Upon disablement, the unfortunate seaman had to present himself at Chatham for inspection by the governors and the chest's two surgeons. He also had to produce a certificate signed by the officers of his ship, stating how the wound had occurred. For the loss of an arm or leg, there was a pension of £6 13s 4d per annum, for total blinding £12 0s 0d per annum, and for the loss of both arms £15 0s 0d per annum. In addition, each pensioner received an immediate lump sum, generally equal to one year's pension, which the seamen called 'smart money'. Could this be the origin of today's tax-free lump sum at retirement?

Funding problems

Between 1637 and 1644 there were at any one time only about 60 pensioners. By June 1657, as a result of the First Dutch War (165254) and the war against Spain (165560), there were 800 or 900 pensioners, and some pensions were in arrears. A year later the situation was worse and some pensioners were starving. By 1600 the Navy had 156 ships and 19,500 men. A large number of ships were now paid off, at the onset of peace, and this meant that future contributions to the chest would reduce, even though the heavy burden of pensions was to remain for years. This demonstrated a fundamental unsoundness in the way the chest was financed.

An ingenious plan was therefore adopted to save the situation. The first step was to arrange for an extra sixpence per month to be deducted from wages in the case of the ships being paid off. The second step was to use these additional contributions to offer voluntary commutation of pensions, on the basis of two years' purchase. The scheme was successful and 374 pensions were commuted for a total of £3,276.

The terms offered were favourable to the chest, since most pensioners lived much longer than two years, so why was the commutation scheme so successful? The answer seems to lie in a combination of factors. Some pensioners just needed the extra cash, leaving the future to look after itself. Others probably feared a reduction or suspension in their pension if they were deemed to have recovered. Some may also have worried that the chest would run out of money in subsequent years. Others may have found it too awkward to attend at Chatham once a year to receive the pension, either in person or by a messenger bearing a letter of attorney.

In June 1667 there was a crisis in the affairs of the chest. The annual payment of pensions at Chatham was due and the cripples were gathering, but there was not enough money in the chest to pay them. Samuel Pepys, clerk of the Navy Board, feared that non-payment 'will make us a scorn to the world'. There were also worries that non-payment would throw a spotlight on abuses by senior Navy officials in the management of the chest's affairs. Fortunately the money was found at the last moment, with the aid of £2,000 from the Treasury, and it was taken down by barge to Chatham on the day that payment was due.

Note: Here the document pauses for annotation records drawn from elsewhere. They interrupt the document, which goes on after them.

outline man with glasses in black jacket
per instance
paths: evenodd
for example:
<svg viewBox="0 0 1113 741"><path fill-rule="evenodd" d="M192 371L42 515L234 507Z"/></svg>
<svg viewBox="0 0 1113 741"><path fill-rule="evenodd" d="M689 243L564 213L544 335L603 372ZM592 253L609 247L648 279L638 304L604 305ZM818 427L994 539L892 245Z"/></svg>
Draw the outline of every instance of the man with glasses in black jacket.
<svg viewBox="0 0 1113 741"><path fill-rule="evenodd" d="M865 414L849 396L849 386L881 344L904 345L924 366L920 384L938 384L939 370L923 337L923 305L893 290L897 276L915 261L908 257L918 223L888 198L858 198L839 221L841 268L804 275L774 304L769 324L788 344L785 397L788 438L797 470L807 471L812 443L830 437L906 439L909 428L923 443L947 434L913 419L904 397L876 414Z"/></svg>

Despite the extent of the crisis, the chest still retained its property investments, which presumably could not be sold at short notice to raise cash.

The ruin of the chest?

In October 1673, the governors of the chest wrote to the Navy Commissioners, forecasting 'the ruin of the chest', because its income was less than its outgoings even during the present war, 'and it is easy to foresee what will become of us when that income shall cease, and yet the charge contracted in the war remain'. From that time onwards it appears to have been tacitly accepted that any expenditure by the chest, other than that covered by the seamen's own contributions and investment income, would be met by the government on a pay-as-you-go basis. After this the chest continued to operate until 1814, with 2,800 pensioners in 1709 and 5,200 in 1802. This shows the importance, even then, of having an employer with a good covenant!